Ef 4,1-7-11-13; Sal 18; Mt 9,9-13

Sorprende la escena del que estaba sentado ante el telonio, el mostrador de los impuestos. La mirada de Jesús, siempre su mirada, vio a un hombre llamado Mateo. No es lo importante ahora a quien vio esa mirada, sino la propia mirada de Jesús. Porque Mateo, de primeras, no vio a quien le miraba, pero Jesús sí vio quien no le miraba. La mirada de Jesús es primero. Es él quien te ve, quien me ve. Y te ve en tu propio rostro, en lo que eres, en tu estar, en tu profesión, en lo que son tus preocupaciones. No le importa cuáles sean estas, pues no siempre elige Jesús a aquellos que nos parecerían los más adecuados, incluso se confundo con rotundidad cuando elige también a Judas Iscariote, quien le vendió por treinta monedas. La mirada de Jesús es sorprendente. Una mirada en libertad. Una mirada que parece congratularse con aquellas personas que ni tú ni yo, seguramente, escogeríamos. Llama con la suprema libertad de su mirada. ¿Por qué yo?, ¿qué he hecho para que te fijes en mí? Pero cuando me hago esas preguntas, de pronto descubro que me está mirando. Mirada de reconocimiento que alcanza la profundidad de lo que soy. Esa mirada me sorprende de tal manera que todo comienza a cambiar en mí. Comienzo a ser otro con esa mirada. Me descubro a mí mismo en ella. Pero no todo termina ahí, pues tras la mirada viene la palabra: Sígueme. Él se levantó y lo siguió. Me he descubierto a mí mismo en la mirada y en la palabra, me levanto y le sigo para siempre. Pero Señor, ¿qué he hecho?, ¿cómo me he dejado llevar de manera tan espectacular, de modo que desde ese momento todo en mí cambia, soy otro, troco por entero de vida? Me has seducido, Señor. Pero ¿seré capaz?, ¿no volveré una y otra vez al telonio ante el que estaba sentado haciendo mis deberes? De pronto veo que te miro y escucho esa única palabra: Sígueme. Y te sigo. Me has seducido para siempre. Incluso aunque tantas veces ramonee o, quizá, abandone tus caminos, espero que, con tu ayuda y la fuerza de tu Espíritu, solo por un tiempo, pues esa palabra la tendré siempre delante de mí, en mi corazón. Porque esa palabra lleva en sí tu mirada y mi mirada de respuesta a la tuya.

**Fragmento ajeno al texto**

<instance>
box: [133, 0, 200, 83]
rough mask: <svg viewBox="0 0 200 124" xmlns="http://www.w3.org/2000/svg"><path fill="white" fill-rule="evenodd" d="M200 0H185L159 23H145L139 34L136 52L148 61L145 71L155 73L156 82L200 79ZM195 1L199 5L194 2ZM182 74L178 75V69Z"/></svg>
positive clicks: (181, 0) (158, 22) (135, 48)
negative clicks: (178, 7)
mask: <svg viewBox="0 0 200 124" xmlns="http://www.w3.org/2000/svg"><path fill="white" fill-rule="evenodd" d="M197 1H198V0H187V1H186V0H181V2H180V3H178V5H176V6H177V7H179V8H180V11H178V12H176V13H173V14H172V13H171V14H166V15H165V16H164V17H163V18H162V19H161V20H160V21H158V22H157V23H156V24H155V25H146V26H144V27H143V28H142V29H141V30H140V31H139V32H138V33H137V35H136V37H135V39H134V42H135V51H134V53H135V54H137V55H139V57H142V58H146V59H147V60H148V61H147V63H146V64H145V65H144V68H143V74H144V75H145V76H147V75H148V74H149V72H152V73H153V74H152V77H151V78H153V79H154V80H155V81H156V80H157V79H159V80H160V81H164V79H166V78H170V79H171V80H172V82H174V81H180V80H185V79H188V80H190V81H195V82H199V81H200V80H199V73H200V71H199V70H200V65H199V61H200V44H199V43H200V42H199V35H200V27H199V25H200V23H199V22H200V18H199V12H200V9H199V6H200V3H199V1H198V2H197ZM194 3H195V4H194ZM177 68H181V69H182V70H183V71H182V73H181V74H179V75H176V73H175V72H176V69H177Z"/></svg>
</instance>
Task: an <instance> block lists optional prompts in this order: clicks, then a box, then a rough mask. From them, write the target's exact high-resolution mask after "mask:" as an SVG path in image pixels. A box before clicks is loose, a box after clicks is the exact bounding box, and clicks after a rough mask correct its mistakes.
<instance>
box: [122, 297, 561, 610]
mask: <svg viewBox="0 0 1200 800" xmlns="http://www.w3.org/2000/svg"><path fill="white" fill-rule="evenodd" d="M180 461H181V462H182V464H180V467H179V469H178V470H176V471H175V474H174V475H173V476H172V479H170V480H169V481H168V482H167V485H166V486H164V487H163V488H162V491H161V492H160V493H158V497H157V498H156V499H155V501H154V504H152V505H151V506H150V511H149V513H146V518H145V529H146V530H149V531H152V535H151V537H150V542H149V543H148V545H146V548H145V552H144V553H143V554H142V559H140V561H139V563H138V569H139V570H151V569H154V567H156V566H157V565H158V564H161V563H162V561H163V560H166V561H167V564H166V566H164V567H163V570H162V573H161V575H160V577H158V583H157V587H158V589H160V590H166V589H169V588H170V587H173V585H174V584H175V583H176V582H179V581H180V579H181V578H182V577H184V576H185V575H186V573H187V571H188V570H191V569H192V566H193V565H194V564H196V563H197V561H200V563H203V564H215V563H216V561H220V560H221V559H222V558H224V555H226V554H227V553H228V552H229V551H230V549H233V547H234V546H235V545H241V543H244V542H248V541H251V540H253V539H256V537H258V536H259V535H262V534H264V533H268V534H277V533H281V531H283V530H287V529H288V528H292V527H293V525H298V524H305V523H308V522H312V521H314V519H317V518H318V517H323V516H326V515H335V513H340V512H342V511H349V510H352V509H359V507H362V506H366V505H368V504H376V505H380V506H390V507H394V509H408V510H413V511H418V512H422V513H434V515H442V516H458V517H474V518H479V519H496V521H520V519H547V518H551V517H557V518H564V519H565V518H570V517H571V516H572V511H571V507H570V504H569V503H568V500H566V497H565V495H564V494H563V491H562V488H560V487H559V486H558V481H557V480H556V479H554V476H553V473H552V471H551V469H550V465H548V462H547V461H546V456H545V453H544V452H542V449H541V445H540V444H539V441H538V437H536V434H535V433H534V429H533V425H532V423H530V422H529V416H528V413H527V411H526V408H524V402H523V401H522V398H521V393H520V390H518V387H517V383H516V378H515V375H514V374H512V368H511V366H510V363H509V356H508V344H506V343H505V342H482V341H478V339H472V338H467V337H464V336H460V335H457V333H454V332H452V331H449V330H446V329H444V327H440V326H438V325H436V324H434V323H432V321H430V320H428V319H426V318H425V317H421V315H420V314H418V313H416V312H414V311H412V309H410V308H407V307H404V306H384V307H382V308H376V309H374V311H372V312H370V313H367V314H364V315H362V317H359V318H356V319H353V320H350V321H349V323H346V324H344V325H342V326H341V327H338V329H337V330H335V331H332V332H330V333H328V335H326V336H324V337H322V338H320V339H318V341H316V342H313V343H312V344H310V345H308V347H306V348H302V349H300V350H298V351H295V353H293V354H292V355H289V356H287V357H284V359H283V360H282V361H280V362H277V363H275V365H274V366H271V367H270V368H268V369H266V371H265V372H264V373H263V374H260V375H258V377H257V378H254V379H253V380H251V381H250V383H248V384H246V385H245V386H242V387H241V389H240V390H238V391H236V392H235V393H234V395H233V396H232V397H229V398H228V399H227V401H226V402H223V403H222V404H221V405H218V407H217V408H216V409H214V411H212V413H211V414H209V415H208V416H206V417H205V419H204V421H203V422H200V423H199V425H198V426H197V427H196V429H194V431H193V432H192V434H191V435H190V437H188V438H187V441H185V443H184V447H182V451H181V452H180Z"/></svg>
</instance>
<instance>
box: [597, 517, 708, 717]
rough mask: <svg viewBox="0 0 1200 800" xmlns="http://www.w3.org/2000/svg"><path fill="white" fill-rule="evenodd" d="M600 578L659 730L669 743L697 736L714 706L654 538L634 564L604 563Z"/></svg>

Él se levantó y lo siguió. Una vida entera. Una vida fruto de una mirada. Un vida entera que se convierte a la mirada que te mira y confía en que nunca me habrás de abandonar definitivamente. ¿Cómo sostendré, Señor, tu mirada? ¿Me ocultaré alguna vez de ella, para que no veas mis hechuras? Pero tú lo ves todo, tendré que responder a la tercera vez como Pedro: Señor, tú lo sabes todo, tú sabes que te amo. Diremos con Mateo, el inicuo cobrador de impuestos: me levantaré y te seguiré, pero si tú me dejas de tu mano, ¿qué será de mí? Si tu tierna mirada de misericordia deja de mirarme, ¿dónde iré?, ¿no recordaré con terrible nostalgia las lentejas que comíamos en Egipto? La fe, ya lo sabemos, no es tanto un creo como un creemos, pero ahora, la vocación, la mirada, es cosa personal. El Señor Jesús me mira a mí, se dirige a mí, me dice a mí: Sígueme. Busca mi vida, para que se la entregue, no para que la esconda en la comunidad, sino para que dé un paso al frente, como Mateo, y te siga.